Tree-planting, the quiet future                      

When a tree is chopped down, it doesn’t stop speaking. The stump continues to send signals to the ecosystem around it.

Trends come and go, and soon enough, the media is likely to fixate on a new hot-topic solution for climate change. Nasi, during his 40-year career as a forester, has seen tree planting fall in and out of fashion numerous times in many different forms, from NGOs backlashing against plantation planting to national governments instrumentalizing tree planting to gain international support. The proper planting of trees doesn’t lessen in importance during the lulls in public discourse, but it does require more interwoven, habitual attention.
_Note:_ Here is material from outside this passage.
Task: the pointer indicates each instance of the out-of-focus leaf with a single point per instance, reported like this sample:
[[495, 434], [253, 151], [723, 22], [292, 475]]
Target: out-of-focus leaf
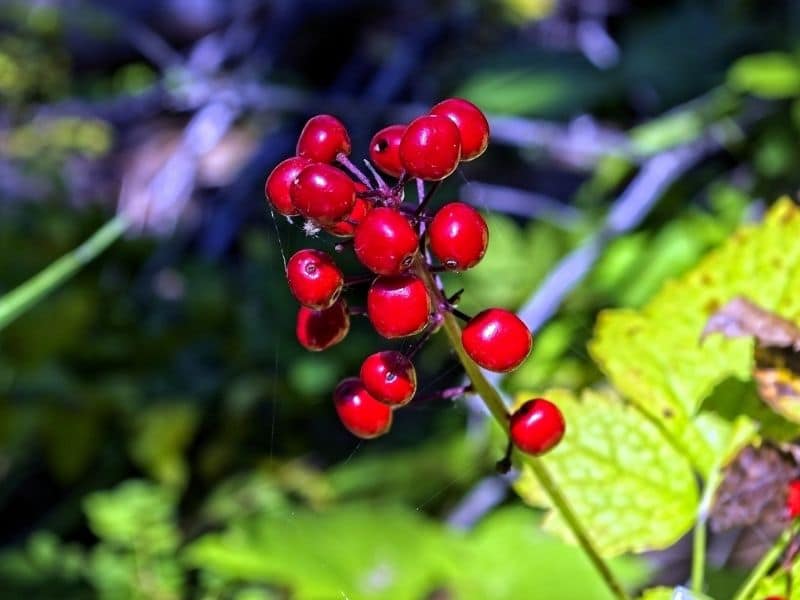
[[654, 356], [769, 75], [625, 481], [135, 514], [160, 437]]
Bolaina trees, whose timber is sold on international markets, are mixed with food crops in a sustainable agroforestry landscape in Peru. Juan Carlos Huayllapuma, CIFOR
Bolaina trees, whose timber is sold on international markets, are mixed with food crops in a sustainable agroforestry landscape in Peru. Juan Carlos Huayllapuma, CIFOR

“We’re at a high point for interest in tree planting, and I wouldn’t expect it to be at the same level a year from now,” says Butler. “I think it has to be integrated into broader post-COVID systems change approaches to have a lasting staying power and public interest. If you have governments and NGOS putting significant resources behind tree planting, then it’s less important whether Elon Musk is tweeting about it.”

For Schwab, sustaining attention for tree planting also requires a return to the axis mundi in its more spiritual sense. “I do feel that we’ve lost our connection to nature. It’s often put in a very intellectual, or a very dry economic discourse. What is needed is for us to reconnect with nature and to re-understand ourselves as part of it. This is a rupture that needs to be healed at a deep, deep level.”